Berlin. Wer sich vor dem Ruhestand, nur auf seine Rente verlässt, bekommt später Probleme. Experten verraten, wie Sie richtig handeln.
„Es wird schon irgendwie reichen“ – auf diesen Satz sollte man sich mit Blick auf die finanzielle Absicherung im Alter besser nicht verlassen. Welche Fehler die Deutschen mit Blick auf gesetzliche Rente und private Vorsorge häufig machen – und wie man sie vermeidet. Ein Überblick.

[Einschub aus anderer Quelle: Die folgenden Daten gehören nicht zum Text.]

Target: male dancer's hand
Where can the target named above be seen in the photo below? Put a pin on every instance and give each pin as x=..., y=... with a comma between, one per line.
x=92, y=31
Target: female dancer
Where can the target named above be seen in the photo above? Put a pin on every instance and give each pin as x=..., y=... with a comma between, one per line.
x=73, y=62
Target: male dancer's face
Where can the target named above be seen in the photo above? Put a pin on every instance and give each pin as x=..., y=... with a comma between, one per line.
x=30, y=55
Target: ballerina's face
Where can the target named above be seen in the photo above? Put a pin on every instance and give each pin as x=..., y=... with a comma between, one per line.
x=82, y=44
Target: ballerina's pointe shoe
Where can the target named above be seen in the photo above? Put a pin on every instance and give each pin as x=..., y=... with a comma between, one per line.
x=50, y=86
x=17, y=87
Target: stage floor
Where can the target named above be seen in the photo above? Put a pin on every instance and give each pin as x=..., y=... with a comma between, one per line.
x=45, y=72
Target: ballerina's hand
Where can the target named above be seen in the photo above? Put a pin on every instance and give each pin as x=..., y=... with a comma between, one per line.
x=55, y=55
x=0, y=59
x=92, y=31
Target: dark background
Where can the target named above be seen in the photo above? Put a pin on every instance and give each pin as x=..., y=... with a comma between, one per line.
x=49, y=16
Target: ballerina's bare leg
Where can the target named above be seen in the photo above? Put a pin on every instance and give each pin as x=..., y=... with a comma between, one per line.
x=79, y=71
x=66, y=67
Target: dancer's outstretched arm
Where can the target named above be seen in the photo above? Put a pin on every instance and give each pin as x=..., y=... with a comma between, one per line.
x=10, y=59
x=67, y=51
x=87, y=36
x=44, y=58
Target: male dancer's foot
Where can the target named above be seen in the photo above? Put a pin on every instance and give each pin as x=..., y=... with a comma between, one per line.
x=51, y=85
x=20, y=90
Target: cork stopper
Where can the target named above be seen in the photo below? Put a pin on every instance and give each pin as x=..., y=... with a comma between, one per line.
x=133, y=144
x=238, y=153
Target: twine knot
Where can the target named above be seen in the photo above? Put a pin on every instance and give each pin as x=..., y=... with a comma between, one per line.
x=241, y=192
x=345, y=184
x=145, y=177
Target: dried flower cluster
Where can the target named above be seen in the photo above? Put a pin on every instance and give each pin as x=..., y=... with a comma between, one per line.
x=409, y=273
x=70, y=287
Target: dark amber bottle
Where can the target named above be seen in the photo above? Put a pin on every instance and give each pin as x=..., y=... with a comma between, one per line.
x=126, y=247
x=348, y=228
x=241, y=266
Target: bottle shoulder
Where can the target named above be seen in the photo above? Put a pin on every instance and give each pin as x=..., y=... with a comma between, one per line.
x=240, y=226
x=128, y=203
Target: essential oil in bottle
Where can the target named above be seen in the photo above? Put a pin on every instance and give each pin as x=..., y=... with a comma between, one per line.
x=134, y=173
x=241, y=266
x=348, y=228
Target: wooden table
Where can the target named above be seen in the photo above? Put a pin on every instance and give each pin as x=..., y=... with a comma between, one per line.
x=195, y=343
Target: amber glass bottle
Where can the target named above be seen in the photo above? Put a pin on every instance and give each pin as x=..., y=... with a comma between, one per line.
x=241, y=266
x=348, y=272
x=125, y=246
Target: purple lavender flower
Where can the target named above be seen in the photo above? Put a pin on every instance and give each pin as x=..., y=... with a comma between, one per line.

1. Fehler: Sich ausschließlich auf die Rente verlassen
Die gesetzliche Rente allein wird nicht ausreichen, um im Ruhestand den zuvor gewohnten Lebensstandard halten zu können. Fachleute halten vor allem den Begriff des Rentenniveaus für irreführend. Die Annahme, dass ein Rentenniveau von 48 Prozent in etwa die Hälfe des zuletzt vor dem Ruhestand bezogenen Gehalts garantiere, ist jedenfalls falsch. Setzen Erwerbstätige nur auf die staatlichen Altersbezüge, könnten sie im Alter finanziell gesehen an Grenzen kommen. „Wer damit auskommen will, muss sich einschränken. Eventuell muss man dann Wohngeld oder Grundsicherung beantragen“, sagt der Rentenexperte des Deutschen Instituts für Wirtschaftsforschung (DIW Berlin), Johannes Geyer, dieser Redaktion.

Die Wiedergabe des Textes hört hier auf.